8 Best Moments at Newport Jazz Festival 2018
By: Natalie Weiner

“We’re trying to go futuristic and retro at the same time,” explained saxophonist and bandleader Rudresh Mahanthappa on the first day of the 2018 Newport Jazz Festival. Mahanthappa was talking about how Agrima, the most recent release by his Indo-Pak Coalition—alongside who he was performing fluid, delicate, tabla-driven grooves at the festival’s Quad Stage—was only available for purchase as an mp3 or vinyl LP. But the ethos of finding a harmonious relationship between old and new has rarely felt more relevant to jazz as a genre, where artists are making the music’s rich history a vital part of their work instead of either sanctifying it as impossible to match or rejecting it on principle.
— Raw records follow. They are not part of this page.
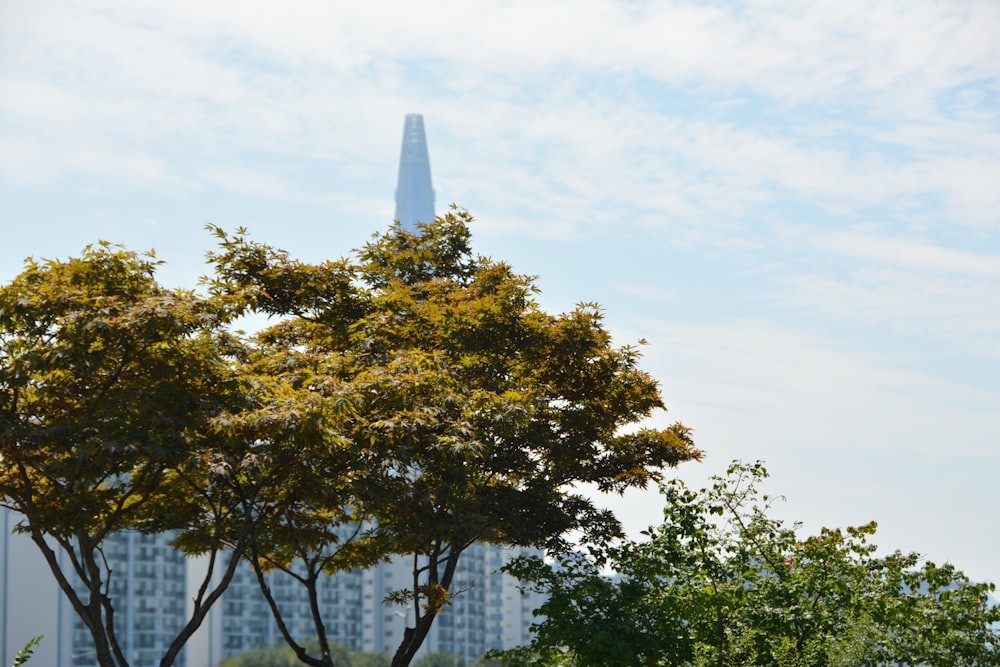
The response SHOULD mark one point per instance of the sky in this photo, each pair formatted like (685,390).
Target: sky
(797,205)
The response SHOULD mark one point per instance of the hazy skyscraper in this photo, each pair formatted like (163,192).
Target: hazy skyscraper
(414,194)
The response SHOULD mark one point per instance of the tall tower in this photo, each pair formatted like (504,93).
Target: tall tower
(414,194)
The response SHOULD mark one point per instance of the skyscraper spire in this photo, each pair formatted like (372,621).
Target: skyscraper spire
(414,194)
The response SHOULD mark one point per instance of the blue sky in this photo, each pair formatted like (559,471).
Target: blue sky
(796,204)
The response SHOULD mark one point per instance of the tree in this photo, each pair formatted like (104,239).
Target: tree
(721,582)
(111,388)
(475,414)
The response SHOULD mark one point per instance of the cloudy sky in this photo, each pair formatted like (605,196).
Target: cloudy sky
(796,204)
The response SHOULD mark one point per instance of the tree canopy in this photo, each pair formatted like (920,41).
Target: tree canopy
(111,391)
(721,582)
(467,412)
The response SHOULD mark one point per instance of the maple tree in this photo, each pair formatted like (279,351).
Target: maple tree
(110,388)
(455,409)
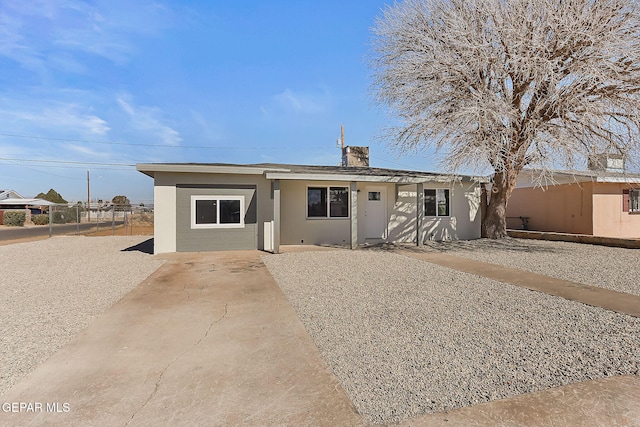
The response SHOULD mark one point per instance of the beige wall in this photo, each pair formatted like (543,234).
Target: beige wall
(296,229)
(562,208)
(164,219)
(464,222)
(608,218)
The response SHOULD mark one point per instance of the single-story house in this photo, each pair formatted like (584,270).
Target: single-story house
(603,203)
(206,207)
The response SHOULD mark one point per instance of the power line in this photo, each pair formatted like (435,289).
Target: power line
(68,162)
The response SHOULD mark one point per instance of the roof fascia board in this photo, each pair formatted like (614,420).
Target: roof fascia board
(361,178)
(618,179)
(150,169)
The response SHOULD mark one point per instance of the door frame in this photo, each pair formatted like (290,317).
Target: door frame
(385,220)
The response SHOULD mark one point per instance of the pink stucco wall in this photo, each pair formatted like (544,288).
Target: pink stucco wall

In the spirit of the festival’s status as a destination for those looking for fresh takes on the jazz tradition, Billboard selected the best new versions of old songs performed at the 2018 Newport Jazz Festival.

[…] Joshua Redman, Ron Miles, Scott Colley and Brian Blade, “Guinea” (1979)

This all-star ensemble recently came together for the new release Still Dreaming, a tribute to the 1970s group Old And New Dreams, which included Redman’s father, Dewey Redman. The resulting performance was perfect jazz bro fodder, as evidenced by the whoops of approval after a slew of burning solos on the opening numbers. On “Guinea,” they dug into the song’s deep groove, seamlessly deconstructing it and then put back together again, with funk interludes that sounded as intentional as the melancholy cadenzas. Miles played an impossibly polished, melodic and still gutsy solo, while Blade brought his usual virtuosic joy to the drum set.

Jazzmeia Horn, “Have You Met Miss Jones” (1937)

Horn, without a doubt among the jazz world’s most exciting young vocalists, could not fit in better at Newport: her sound is explosive and bright and rich, catnip for audiences looking for boldness that’s still traditional. She showcased her unreal vocal dexterity on the classic “Have You Met Miss Jones,” insisting upon pushing the song to its limit instead of being content with the kind of prettiness she could almost certainly perform in her sleep: there was extensive scatting as she explored all corners of her range, trading fours with the drummer and building up to the grand finale with a bass/voice duet.